- Born: 12 March 1929 Madaripur, Bengal Presidency, British India
- Died: 16 May 2014 (aged 85) Kolkata, India
- Education: Calcutta University
- Occupations: teacher, writer, historian
- Organizations: Jadavpur University; Asiatic Society (General secretary); Indian History Congress (president in 1982);
- Spouse: Naseema Banu
- Parents: Gopal Chandra De (father); Phoolkumari Devi (mother);
- Awards: Annadashankar Puraskar

= Amalendu De =

Guru Nanak Professor of History at Jadavpur University

Amalendu De (1929–16 May 2014) was Guru Nanak Professor of History at Jadavpur University, where he specialised in the history of the Indian independence movement. He served for some time as president and as secretary of the Asiatic Society and in 1982 was president of the Indian History Congress at its meeting in Aligarh.

== Early life ==
De was the son of a lawyer, born at Madaripur, Faridpur district, Bengal British India (now in Bangladesh) in 1929. From the age of 16 he was educated in Calcutta, ultimately studying at post-graduate level at the Calcutta University. He taught at Uluberia College and Murlidhar College before joining the faculty at Jadavpur University.

== Career ==
De was appalled that his country had been divided on religious lines. He was a Marxist historian and a humanist, promoting the ideals of a society without communal divisions. He supported closer ties between India and China, and was general-secretary of the West Bengal branch of the Indo-China Friendship Society. A Hindu, he married Nasima Banu, a Muslim and the granddaughter of A. K. Fazlul Huq, after completing his post-graduate studies. The inter-religious nature of the marriage made it difficult for them to obtain accommodation at that time.

De served for some time as president and as secretary of the Asiatic Society and in 1982 was President of the Indian History Congress at its meeting in Aligarh, Uttar Pradesh.

Awarded a D. Litt. by Jadavpur University, De was involved with Calcutta University National Integration Centre, the Dara Sikoh-Ram-mohan Society, and other organisations through which he voiced his desire for communal harmony. He was also involved with the state heritage commission, the road renaming committee and some other bodies. His work led to the discovery in Sodepur of the grave of Rokeya Sakhawat Hossain, a pioneering Indian rationalist thinker and human rights activist.
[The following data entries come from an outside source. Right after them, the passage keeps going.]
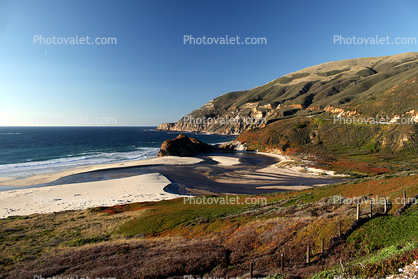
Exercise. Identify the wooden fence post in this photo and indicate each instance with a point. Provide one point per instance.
(371, 209)
(308, 254)
(282, 262)
(339, 228)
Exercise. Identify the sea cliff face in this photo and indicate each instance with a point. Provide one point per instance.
(342, 88)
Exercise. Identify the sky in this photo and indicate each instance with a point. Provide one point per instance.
(149, 75)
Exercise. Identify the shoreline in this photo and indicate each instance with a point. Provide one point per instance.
(219, 174)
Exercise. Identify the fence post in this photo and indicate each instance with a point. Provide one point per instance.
(371, 209)
(308, 254)
(282, 262)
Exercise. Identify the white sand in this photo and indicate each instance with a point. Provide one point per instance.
(49, 177)
(140, 188)
(225, 161)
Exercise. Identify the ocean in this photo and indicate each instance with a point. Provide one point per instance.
(35, 150)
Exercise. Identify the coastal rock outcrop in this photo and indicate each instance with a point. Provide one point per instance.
(184, 146)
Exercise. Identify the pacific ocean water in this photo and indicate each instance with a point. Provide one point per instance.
(34, 150)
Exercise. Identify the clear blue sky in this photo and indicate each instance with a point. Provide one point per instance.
(150, 76)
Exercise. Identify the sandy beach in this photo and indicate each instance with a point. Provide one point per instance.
(215, 175)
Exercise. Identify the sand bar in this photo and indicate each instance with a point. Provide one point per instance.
(49, 177)
(146, 187)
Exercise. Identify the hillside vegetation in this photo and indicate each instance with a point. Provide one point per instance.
(170, 239)
(351, 87)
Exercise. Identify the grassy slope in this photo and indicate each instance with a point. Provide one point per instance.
(233, 235)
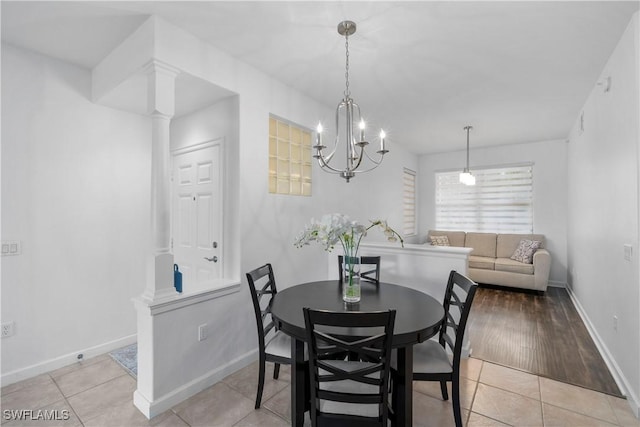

A festschrift in honour of De was published in 2009, titled Reflections in History: Essays in Honour of Professor Amalendu De. He died on 16 May 2014; his wife died a few weeks later, on 3 June. His remains were donated to R. G. Kar Medical College.

== Works ==
De wrote the first book documenting the 1938 visit of an Indian medical team to China. Among his other writings were books about the Anushilan Samiti, the origins of separatism in 19th-century Bengal, and a history of the Khaksar movement titled History of the Khaksar Movement in India, 1931–1947 (2009).

Aside from his books, De contributed to scholarly journals. His 1994 monograph on the subject of the growth of Islamic fundamentalism in India, titled Prasanga Anuprabesh (Essays on Infiltration), was subject to much criticism from supporters of Communism and other left-wing ideologies, as well as from Islamic radicals. He argued that the rise of small pockets of jihadists around the border with Bangladesh might eventually lead to major security problems and he was in particular critical of the rise of unregistered madrassas. He had to settle for publication by a small publisher and was accused by his opponents of facilitating the Hindutva agenda of the Bharatiya Janata Party in West Bengal. He continued to speak on the topic.